Keep your first message short and personal. Generic copy-paste pitches get ignored. Explain briefly why you’re reaching out and what you’re proposing. Keep in mind that larger creators will likely have management that you will deal with instead of directly with the creator themselves.

Be upfront about what you're offering and what you're looking for. Most creators appreciate clarity over vague "collaboration opportunities." You don't need to include every detail in the first message, but signal that you've done your homework and that this is a genuine partnership, not just free product in exchange for a post.

Step 6: Structuring the Deal

There is no single right way to compensate a creator. Common models include:

  • Free product or experience — Works best for micro-creators (under 20K followers) who are genuinely interested in your product. Don't expect a major creator to post for free.
  • Flat fee — A one-time payment for a specific deliverable (one post, one video, one story series). Good for clear, bounded campaigns.
  • Commission or affiliate — The creator earns a percentage of sales driven through a unique link or code. Aligns incentives but requires tracking infrastructure. This can combined with Flat fee to increase the compensation for creators.
  • Hybrid — A modest base fee plus commission. Often the most attractive structure for both sides. (Sideshift built this into their model)

Whatever you agree on, put it in writing. A simple one-page agreement covering deliverables,

Step 7: Set Clear Expectations — Then Let Them Create

Once you've agreed on terms, resist the urge to over-direct. Creators know their audience better than you do. Overly scripted, corporate-feeling content tends to underperform. Share key messages and any must-haves (mentions, links, disclosures), then give them creative latitude.

The best influencer content doesn't feel like an ad, it feels like a recommendation from a friend.

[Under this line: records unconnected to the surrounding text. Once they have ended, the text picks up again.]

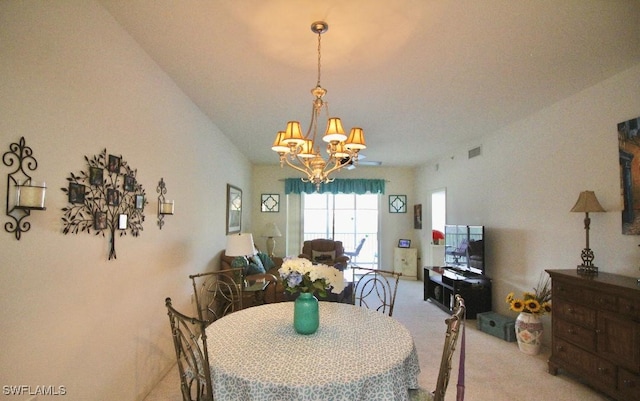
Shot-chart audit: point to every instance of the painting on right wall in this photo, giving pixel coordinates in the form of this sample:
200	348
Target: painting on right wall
629	154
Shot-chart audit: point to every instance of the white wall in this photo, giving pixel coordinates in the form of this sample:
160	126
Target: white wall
72	82
529	177
270	179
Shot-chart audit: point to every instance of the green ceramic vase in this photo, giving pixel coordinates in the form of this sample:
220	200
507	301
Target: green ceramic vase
306	317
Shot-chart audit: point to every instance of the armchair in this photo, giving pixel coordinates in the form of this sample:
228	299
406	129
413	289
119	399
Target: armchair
325	251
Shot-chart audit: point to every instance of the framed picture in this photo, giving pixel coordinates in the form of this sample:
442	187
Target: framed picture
113	197
628	153
100	221
397	203
122	222
114	164
76	193
417	217
234	209
270	203
95	176
129	183
139	201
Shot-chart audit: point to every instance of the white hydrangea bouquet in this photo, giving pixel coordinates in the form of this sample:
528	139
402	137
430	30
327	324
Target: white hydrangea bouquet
300	275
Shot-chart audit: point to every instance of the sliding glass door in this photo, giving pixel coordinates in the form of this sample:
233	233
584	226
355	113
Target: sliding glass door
348	218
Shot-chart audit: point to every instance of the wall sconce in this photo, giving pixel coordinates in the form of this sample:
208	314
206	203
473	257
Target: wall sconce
165	207
587	202
23	194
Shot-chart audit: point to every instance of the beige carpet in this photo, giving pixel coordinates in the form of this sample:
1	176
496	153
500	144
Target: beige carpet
495	369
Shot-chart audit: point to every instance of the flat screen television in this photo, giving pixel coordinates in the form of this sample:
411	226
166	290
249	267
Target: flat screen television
464	248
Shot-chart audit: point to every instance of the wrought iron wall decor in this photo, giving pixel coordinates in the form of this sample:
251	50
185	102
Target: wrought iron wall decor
397	203
104	197
165	207
270	203
23	195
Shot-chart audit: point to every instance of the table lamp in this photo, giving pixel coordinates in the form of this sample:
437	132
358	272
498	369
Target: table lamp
271	231
587	203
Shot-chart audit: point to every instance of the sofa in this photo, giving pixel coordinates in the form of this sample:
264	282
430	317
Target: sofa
275	290
325	251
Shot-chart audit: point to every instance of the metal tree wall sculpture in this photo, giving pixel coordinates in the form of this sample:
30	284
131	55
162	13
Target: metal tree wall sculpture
104	198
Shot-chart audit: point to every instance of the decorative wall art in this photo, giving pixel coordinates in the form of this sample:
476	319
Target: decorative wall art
104	197
270	203
417	217
234	209
165	207
23	194
397	203
629	157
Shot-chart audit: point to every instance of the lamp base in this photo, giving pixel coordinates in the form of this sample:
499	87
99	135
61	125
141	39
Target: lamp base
589	270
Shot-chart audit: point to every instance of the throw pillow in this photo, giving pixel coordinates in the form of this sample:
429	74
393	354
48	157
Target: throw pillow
266	261
323	257
255	266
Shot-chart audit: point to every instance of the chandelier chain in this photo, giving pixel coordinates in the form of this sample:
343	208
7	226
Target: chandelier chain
319	56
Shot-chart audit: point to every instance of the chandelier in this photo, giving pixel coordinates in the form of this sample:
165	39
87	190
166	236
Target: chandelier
303	152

Step 8: Measure What Matters

After the campaign, evaluate performance based on your actual goals:

  • Awareness: Did reach and impressions grow?
  • Traffic: Did your website or social following spike?
  • Sales: Did you see a measurable lift, especially via tracked links or promo codes?
  • Content: Did you get reusable content you can repurpose in your own channels?

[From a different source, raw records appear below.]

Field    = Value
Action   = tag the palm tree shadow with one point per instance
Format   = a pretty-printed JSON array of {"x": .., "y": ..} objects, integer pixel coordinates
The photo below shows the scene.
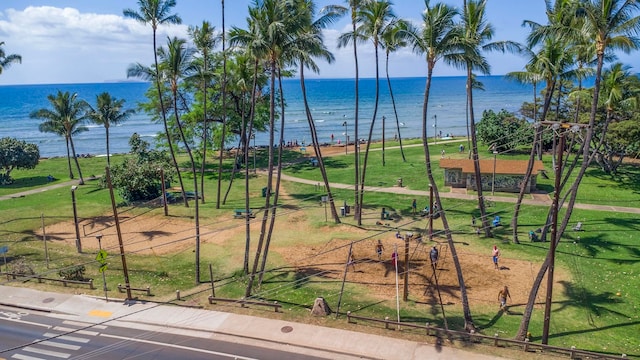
[{"x": 493, "y": 320}]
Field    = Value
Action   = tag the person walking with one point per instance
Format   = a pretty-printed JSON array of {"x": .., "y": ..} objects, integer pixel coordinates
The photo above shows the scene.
[
  {"x": 502, "y": 297},
  {"x": 379, "y": 249},
  {"x": 433, "y": 255},
  {"x": 352, "y": 262},
  {"x": 496, "y": 256}
]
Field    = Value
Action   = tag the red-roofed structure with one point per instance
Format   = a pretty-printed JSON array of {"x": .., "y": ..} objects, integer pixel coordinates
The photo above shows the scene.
[{"x": 460, "y": 173}]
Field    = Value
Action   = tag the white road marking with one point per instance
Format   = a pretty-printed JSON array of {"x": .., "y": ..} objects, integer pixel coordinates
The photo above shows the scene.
[
  {"x": 46, "y": 352},
  {"x": 25, "y": 357},
  {"x": 27, "y": 322},
  {"x": 67, "y": 337},
  {"x": 75, "y": 331},
  {"x": 231, "y": 356},
  {"x": 83, "y": 324},
  {"x": 59, "y": 345}
]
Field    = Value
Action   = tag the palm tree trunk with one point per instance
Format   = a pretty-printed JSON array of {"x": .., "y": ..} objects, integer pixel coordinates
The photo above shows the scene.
[
  {"x": 474, "y": 153},
  {"x": 224, "y": 108},
  {"x": 357, "y": 211},
  {"x": 469, "y": 325},
  {"x": 373, "y": 122},
  {"x": 71, "y": 176},
  {"x": 276, "y": 193},
  {"x": 75, "y": 158},
  {"x": 586, "y": 159},
  {"x": 395, "y": 110},
  {"x": 108, "y": 153},
  {"x": 205, "y": 126},
  {"x": 316, "y": 147},
  {"x": 267, "y": 205},
  {"x": 164, "y": 120},
  {"x": 537, "y": 143},
  {"x": 195, "y": 183}
]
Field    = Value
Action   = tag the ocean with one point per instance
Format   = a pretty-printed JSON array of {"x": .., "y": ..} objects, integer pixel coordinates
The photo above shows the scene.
[{"x": 331, "y": 100}]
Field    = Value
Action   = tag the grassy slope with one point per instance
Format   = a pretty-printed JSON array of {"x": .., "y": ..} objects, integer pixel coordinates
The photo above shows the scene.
[{"x": 603, "y": 261}]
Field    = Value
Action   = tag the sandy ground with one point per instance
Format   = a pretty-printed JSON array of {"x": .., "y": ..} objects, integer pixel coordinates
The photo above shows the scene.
[
  {"x": 163, "y": 235},
  {"x": 157, "y": 235}
]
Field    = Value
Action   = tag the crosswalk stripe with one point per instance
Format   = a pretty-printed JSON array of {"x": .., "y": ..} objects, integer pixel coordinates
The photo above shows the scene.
[
  {"x": 25, "y": 357},
  {"x": 67, "y": 337},
  {"x": 81, "y": 332},
  {"x": 83, "y": 324},
  {"x": 60, "y": 345},
  {"x": 47, "y": 352}
]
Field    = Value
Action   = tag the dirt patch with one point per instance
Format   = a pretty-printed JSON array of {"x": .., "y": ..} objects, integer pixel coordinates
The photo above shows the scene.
[
  {"x": 326, "y": 260},
  {"x": 482, "y": 280}
]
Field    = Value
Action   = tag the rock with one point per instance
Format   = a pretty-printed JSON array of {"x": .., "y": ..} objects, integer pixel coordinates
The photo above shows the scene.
[{"x": 320, "y": 307}]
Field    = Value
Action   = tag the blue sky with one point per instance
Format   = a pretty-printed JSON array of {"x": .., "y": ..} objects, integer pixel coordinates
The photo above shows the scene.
[{"x": 75, "y": 41}]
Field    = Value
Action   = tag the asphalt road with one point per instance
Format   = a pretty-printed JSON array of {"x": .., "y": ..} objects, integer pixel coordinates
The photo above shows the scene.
[{"x": 29, "y": 336}]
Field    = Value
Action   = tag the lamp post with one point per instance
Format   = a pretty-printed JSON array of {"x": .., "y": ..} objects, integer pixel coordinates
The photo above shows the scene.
[
  {"x": 346, "y": 137},
  {"x": 253, "y": 136},
  {"x": 435, "y": 127},
  {"x": 493, "y": 182},
  {"x": 163, "y": 185},
  {"x": 75, "y": 218},
  {"x": 104, "y": 278}
]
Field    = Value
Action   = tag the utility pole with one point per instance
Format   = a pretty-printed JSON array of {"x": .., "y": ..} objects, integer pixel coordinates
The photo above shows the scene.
[
  {"x": 117, "y": 221},
  {"x": 75, "y": 218},
  {"x": 405, "y": 294},
  {"x": 554, "y": 238},
  {"x": 430, "y": 212}
]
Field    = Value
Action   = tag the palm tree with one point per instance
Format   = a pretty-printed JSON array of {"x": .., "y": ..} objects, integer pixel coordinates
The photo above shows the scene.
[
  {"x": 304, "y": 43},
  {"x": 65, "y": 119},
  {"x": 109, "y": 111},
  {"x": 477, "y": 33},
  {"x": 224, "y": 105},
  {"x": 392, "y": 40},
  {"x": 204, "y": 40},
  {"x": 372, "y": 18},
  {"x": 354, "y": 6},
  {"x": 176, "y": 64},
  {"x": 7, "y": 60},
  {"x": 308, "y": 43},
  {"x": 251, "y": 42},
  {"x": 610, "y": 25},
  {"x": 269, "y": 25},
  {"x": 156, "y": 13},
  {"x": 438, "y": 39}
]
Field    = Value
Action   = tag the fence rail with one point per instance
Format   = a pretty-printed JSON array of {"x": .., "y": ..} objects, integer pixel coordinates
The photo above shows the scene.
[
  {"x": 277, "y": 307},
  {"x": 495, "y": 340},
  {"x": 40, "y": 279}
]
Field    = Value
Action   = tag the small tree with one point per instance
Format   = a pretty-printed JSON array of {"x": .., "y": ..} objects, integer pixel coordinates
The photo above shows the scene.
[
  {"x": 503, "y": 130},
  {"x": 137, "y": 177},
  {"x": 16, "y": 154}
]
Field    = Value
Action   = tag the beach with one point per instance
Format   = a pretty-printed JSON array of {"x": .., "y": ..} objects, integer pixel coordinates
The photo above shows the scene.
[{"x": 331, "y": 102}]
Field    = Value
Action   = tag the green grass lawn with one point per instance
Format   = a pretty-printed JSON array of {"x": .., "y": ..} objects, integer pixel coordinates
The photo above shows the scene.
[{"x": 602, "y": 260}]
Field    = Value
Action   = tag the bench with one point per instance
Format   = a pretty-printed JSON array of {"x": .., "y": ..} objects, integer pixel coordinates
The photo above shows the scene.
[
  {"x": 578, "y": 226},
  {"x": 241, "y": 213}
]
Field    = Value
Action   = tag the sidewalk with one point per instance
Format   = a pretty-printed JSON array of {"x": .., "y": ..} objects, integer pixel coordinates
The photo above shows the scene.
[
  {"x": 537, "y": 199},
  {"x": 288, "y": 336}
]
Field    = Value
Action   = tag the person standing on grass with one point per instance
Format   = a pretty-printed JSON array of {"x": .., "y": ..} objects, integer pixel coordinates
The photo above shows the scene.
[
  {"x": 352, "y": 262},
  {"x": 433, "y": 255},
  {"x": 502, "y": 297},
  {"x": 379, "y": 249}
]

Even a campaign that doesn't go viral can be worth repeating if it brought in new customers at a reasonable cost. Keep in mind that one creator post will likely not move the needle for your business. It will likely only boost your overall awareness in the marketplace.

The Straus Creamery story is a good reminder that sometimes all it takes is one person who truly loves your product sharing it with the right audience. Your job is to make sure those people can find you.